Dampak negatif childfree adalah menurunnya jumlah usia produktif yang akan menjadi efek domino bagi masalah ketenagakerjaan, pertumbuhan ekonomi, dan masalah sosial lainnya  Bagi negara kita, andai fenomena Childfree melanda Indonesia tidak terlalu berpengaruh dalam waktu dekat. Sebab, Indonesia akan menghadapi bonus demografi pada era 2030-2040. Pada masa itu diprediksi jumlah usia produktif 15-64 tahun akan mencapai angka 205 juta jiwa. Namun harap digaris bawahi, saya bukanlah serta merta menyetujui Childfree apalagi menjadi penganutnya.

Merujuk pada 3 negara dengan tingkat kelahiran terendah di dunia, yakni Korea Selatan, Singapura, dan Jerman, para pakar memprediksi, suatu saat negara-negara tersebut akan punah. Korea Selatan, memiliki standar untuk usia menikah bagi perempuan, yaitu 30-35 tahun. Disatu sisi, kebijakan ini membawa dampak positif bagi pertumbuhan ekonomi, karena semakin banyaknya perempuan berkarir tanpa terbeban urusan rumah tangga. Namun disisi lain, pemerintah kewalahan untuk mencari tenaga kerja lokal, hingga akhirnya mendatangkan tenaga kerja asing. Data terakhir jumlah Tenaga Kerja Indonesia (TKI) di Korea Selatan 40.000 jiwa. Untuk menaikkan tingkat kelahiran, maka pemerintah Korea Selatan memberikan subsidi bulanan bagi warganya yang mau memiliki anak, sungguh dilematis.

Negara Jerman sebagai peringkat ketiga dengan angka kelahiran terendah, mengingatkan saya pada masa kecil. Ketika itu ayah dan emak memiliki warung kopi (inilah penyebab maka saya menyukai kopi). Silih berganti pengunjung yang datang ke warung, terutama para lelaki dewasa. Suatu hari, saya mendengar istilah “Lajang Jerman”. Saking lugunya saya pikir benar-benar orang Jerman, karena warung kami berada di jalan lintas Pematang Siantar-Parapat, daerah yang sering dilewati turis mancanegara. Ternyata, yang dimaksud dengan istilah “Lajang Jerman” adalah lelaki dewasa, lebih tepatnya lelaki yang belum menikah meski usia sudah diatas 30 tahun. Barangkali, istilah tersebut disematkan karena tradisi di Jerman menikah pada usia yang cukup matang.

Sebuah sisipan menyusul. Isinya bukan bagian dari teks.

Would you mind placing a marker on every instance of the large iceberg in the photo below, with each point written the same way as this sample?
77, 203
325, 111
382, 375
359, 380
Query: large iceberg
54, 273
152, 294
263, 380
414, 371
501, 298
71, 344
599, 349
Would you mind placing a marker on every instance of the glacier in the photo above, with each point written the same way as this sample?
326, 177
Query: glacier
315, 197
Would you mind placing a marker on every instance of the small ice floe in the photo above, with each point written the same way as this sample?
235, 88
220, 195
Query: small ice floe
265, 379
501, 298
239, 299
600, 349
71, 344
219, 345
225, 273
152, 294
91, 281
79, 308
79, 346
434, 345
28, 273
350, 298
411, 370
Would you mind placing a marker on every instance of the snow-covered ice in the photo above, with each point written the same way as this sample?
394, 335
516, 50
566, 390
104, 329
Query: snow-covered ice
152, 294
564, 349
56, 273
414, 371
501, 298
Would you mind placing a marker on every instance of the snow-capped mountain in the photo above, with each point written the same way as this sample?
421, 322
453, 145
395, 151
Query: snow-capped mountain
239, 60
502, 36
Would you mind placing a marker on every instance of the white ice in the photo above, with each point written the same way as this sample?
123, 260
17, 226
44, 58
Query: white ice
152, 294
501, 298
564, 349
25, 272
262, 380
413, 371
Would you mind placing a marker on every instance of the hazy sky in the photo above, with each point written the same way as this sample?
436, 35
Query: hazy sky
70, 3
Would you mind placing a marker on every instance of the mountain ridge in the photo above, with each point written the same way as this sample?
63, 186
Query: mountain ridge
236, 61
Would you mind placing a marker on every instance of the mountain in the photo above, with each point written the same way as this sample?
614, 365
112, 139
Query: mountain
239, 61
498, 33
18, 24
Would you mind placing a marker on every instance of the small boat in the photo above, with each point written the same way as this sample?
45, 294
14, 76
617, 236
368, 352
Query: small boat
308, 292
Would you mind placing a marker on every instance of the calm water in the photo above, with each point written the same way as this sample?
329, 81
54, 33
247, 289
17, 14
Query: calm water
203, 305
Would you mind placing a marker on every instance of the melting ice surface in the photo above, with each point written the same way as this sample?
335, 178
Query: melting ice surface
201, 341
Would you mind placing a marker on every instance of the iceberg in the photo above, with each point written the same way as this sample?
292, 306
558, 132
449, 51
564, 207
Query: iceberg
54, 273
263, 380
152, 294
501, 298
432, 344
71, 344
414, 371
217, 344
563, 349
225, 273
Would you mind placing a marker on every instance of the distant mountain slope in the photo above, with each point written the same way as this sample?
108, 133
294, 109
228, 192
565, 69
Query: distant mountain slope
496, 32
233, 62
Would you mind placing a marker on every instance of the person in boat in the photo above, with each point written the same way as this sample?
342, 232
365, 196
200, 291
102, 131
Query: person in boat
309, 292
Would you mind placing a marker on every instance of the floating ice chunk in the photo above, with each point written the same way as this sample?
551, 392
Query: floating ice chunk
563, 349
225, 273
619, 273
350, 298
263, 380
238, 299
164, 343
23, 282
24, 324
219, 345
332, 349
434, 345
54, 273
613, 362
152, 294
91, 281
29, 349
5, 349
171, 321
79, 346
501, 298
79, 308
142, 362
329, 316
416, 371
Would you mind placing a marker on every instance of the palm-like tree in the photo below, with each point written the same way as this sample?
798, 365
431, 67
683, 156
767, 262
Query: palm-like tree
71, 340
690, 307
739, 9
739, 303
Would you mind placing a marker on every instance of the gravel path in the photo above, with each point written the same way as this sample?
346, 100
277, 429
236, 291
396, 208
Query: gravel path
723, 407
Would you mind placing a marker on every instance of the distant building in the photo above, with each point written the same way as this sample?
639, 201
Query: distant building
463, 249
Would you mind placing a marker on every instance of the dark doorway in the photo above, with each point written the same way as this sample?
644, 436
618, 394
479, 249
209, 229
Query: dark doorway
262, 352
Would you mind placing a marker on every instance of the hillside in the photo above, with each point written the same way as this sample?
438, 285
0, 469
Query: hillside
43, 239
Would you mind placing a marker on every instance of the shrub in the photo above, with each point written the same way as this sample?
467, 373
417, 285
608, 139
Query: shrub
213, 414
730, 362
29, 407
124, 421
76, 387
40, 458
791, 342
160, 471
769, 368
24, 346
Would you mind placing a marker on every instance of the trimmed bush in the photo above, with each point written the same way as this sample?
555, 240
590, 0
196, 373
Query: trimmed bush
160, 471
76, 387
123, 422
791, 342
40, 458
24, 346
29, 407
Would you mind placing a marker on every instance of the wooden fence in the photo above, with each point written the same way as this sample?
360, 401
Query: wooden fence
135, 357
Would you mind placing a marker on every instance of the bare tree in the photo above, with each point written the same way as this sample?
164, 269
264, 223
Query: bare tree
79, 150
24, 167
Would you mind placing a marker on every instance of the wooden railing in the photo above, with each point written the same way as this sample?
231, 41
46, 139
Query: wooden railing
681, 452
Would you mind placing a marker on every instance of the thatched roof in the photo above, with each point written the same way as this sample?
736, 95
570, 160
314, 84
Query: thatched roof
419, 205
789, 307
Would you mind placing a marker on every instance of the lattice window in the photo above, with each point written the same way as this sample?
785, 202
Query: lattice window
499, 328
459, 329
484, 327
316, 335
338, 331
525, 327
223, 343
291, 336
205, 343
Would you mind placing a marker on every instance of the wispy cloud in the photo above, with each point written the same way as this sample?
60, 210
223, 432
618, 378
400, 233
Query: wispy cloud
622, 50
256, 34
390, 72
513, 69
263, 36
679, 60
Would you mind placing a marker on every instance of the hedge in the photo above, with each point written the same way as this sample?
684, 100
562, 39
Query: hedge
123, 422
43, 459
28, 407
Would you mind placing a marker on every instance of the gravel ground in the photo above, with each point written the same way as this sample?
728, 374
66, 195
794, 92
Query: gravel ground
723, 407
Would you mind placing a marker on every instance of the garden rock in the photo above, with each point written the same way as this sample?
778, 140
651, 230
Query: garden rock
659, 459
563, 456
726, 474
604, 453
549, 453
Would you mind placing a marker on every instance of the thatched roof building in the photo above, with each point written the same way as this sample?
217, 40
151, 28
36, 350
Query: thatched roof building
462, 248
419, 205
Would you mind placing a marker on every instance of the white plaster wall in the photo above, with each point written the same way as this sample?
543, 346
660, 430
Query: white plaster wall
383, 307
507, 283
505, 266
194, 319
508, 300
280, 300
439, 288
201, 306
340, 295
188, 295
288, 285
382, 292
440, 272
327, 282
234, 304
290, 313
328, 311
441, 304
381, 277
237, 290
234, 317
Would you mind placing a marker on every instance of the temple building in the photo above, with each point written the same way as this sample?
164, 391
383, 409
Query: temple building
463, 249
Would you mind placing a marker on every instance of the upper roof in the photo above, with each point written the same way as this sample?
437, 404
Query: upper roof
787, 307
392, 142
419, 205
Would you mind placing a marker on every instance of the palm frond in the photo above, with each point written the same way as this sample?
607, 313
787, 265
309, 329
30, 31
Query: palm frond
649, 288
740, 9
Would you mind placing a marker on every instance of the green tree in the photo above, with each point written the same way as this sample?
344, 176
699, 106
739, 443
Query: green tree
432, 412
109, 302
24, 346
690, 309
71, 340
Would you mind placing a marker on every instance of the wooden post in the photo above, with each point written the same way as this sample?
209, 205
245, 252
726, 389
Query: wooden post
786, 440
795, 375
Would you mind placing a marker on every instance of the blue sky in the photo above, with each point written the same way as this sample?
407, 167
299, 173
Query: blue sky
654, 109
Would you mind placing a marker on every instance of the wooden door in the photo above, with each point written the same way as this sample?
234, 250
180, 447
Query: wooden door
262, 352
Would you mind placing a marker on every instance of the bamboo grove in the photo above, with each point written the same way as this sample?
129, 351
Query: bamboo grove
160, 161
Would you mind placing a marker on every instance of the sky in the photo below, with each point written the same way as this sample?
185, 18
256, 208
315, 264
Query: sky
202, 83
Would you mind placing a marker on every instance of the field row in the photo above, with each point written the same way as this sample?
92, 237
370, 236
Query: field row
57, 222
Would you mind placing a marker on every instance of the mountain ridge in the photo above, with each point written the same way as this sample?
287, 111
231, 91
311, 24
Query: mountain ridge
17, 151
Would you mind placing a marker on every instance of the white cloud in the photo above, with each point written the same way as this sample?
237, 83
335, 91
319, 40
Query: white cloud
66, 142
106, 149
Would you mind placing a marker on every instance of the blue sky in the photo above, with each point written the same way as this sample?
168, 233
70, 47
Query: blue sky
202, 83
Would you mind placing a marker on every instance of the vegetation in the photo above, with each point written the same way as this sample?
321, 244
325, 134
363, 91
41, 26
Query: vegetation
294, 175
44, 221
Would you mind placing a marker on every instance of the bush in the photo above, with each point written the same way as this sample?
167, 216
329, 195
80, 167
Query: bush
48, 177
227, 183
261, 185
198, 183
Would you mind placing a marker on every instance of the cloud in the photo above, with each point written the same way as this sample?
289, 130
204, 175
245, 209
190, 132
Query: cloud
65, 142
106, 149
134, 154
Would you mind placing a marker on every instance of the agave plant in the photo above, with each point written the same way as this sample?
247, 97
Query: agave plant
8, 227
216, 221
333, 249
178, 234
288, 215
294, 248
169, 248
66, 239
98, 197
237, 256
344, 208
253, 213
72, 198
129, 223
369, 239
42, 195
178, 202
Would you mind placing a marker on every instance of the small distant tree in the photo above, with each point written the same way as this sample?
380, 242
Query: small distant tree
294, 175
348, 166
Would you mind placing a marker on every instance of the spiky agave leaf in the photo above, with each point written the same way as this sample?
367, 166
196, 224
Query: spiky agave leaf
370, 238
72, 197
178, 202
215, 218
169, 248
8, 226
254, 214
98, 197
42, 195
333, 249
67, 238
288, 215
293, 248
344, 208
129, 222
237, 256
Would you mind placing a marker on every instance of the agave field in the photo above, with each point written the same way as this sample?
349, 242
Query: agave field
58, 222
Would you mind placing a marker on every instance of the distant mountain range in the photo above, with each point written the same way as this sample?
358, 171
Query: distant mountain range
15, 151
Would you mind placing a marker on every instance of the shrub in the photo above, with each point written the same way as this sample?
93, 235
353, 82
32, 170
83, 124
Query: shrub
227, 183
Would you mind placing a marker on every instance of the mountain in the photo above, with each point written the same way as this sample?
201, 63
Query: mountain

Terlahir di keluarga besar dengan formasi kesebelasan plus 4 cadangan (15 bersaudara), membuat saya terperangah dengan merebaknya isu Childfree. Apakah ini sekadar tren atau latah semata?. Semoga masyarakat kita mampu menahan diri untuk tidak mencoba hal-hal baru yang bertentangan dengan kodrat, baik sebagai mahluk sosial maupun sebagai hamba Allah. Saya mengamati, kegembiraan yang amat sangat terpancar dari wajah orang tua (mertua) ketika anak cucunya bercengkerama. Tidak sedikitpun memperlihatkan wajah masam ketika cucunya menimbulkan polusi suara. Artinya, kebahagiaan hakiki orang tua adalah memiliki anak dan cucu.

Andai, anda adalah penganut Childfree, yakinkah masih bisa berteman dengan saya?. Saya yakin masih bisa berteman, namun jangan pernah berharap, kelak, di masa tua, anda akan meminta salah seorang putra-putri saya untuk menemani anda, big no. Semoga tulisan sederhana ini mampu mengedukasi generasi Milenial dan generasi Z, sebab merekalah yang paling berpotensi terkena virus Childfree. Salam literasi dari bumi Kualuh, basimpul kuat, babontuk elok.